Elegant schema to log users' actions
I have a database schema to log operations users perform in my webapp:
Log
---
Id
Log_Type_Id
Performed_by_Person_Id
Performed_to_Person_Id
Comment_I开发者_开发百科d
Story_Id
Photo_Id
etc_Id
Person_Log
----------
Person_Id
Log_Id
This way I can notify users of entries in their log with details about what exactly happened. The problem is the Log table has to contain every possible type of user operation (they modified a story or comment, created a story or comment or photo, updated a profile, etc).

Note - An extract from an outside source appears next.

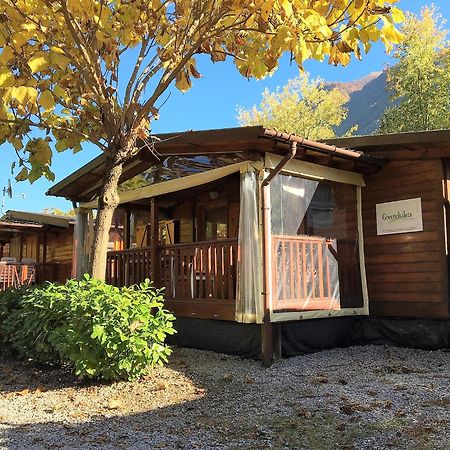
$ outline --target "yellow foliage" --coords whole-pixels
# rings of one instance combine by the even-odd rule
[[[50,57],[47,53],[38,52],[28,61],[31,73],[47,70],[50,65]]]
[[[377,40],[390,49],[402,39],[395,24],[404,16],[395,3],[2,0],[0,143],[11,133],[30,143],[20,151],[31,170],[20,179],[51,178],[50,145],[77,151],[90,140],[106,150],[119,135],[145,137],[150,124],[142,124],[157,116],[167,89],[186,92],[200,78],[197,55],[232,58],[243,76],[255,78],[272,73],[285,53],[300,69],[309,58],[345,66]],[[11,117],[18,126],[10,126]],[[30,140],[31,129],[45,131],[45,139]]]
[[[39,104],[44,108],[45,112],[51,111],[55,107],[55,100],[50,91],[44,91],[39,97]]]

And almost all of those fields will necessarily be null for each entry.
Ideally I have individual Log tables that the overall Log refers to, maybe something like:
Log
---
Id
Performed_by_Person_Id
Log_Comment
-----------
Id
Log_Id
Comment_Id
Log_Photo
---------
Id
Log_Id
Photo_Id
Person_Log
----------
Person_Id
Log_Id
The problem there is that I then don't have an easy way to notify users of things going on pertaining to them. I easily get the log entry for them, but then I have to query each "child" table to see the specifics... I can store the name of the child Log table in Log, but that seems so inelegant. Is there a better, more relational, way of doing this that also works well with ORM systems?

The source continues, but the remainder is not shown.